Micron Stock Drops Despite Strong AI-Driven Earnings

Micron Technology reported strong AI-driven earnings growth, but its stock fell following the results as investors reacted to valuation concerns and supply constraints.

By Samantha Reed Published:

Micron Technology reported a sharp rise in revenue and profitability for its fiscal second quarter, driven by strong demand for memory used in artificial intelligence systems. Despite the results, the company’s stock declined roughly 15% in the days following the announcement.

Micron generated $23.86 billion in quarterly revenue, nearly tripling year-over-year, and issued guidance pointing to gross margins of around 80% in the next quarter. The performance reflects tight supply conditions in the memory market, where demand from AI chipmakers continues to outpace production capacity.

The company operates in a highly concentrated market alongside SK Hynix and Samsung Electronics, supplying high-bandwidth memory critical for processors from firms such as Nvidia and Advanced Micro Devices.
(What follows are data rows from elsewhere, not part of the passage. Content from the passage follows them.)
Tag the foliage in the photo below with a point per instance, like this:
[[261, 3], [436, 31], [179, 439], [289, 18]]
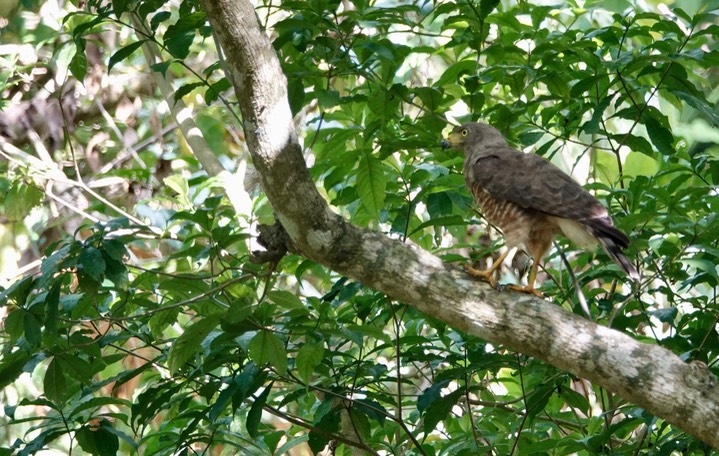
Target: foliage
[[149, 327]]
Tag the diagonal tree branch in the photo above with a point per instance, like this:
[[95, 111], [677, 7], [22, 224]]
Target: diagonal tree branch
[[647, 375]]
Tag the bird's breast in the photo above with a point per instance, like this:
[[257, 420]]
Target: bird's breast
[[521, 227]]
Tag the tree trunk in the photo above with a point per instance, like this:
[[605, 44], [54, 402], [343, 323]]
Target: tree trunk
[[646, 375]]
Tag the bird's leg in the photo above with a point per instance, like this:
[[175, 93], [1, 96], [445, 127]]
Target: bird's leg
[[529, 288], [488, 274]]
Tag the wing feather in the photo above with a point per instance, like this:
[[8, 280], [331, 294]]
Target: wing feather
[[532, 182]]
These chips power large-scale AI workloads, including model training and inference.

Micron’s CEO noted that supply constraints remain significant, with some customers receiving only a portion of their required memory. The imbalance has supported pricing and margins but also highlights ongoing capacity limitations across the semiconductor supply chain.

Analysts from firms including Bank of America, Morgan Stanley, and JPMorgan Chase raised their price targets following the report. However, investor concerns about peak margins, capital expenditure, and recent stock gains contributed to profit-taking.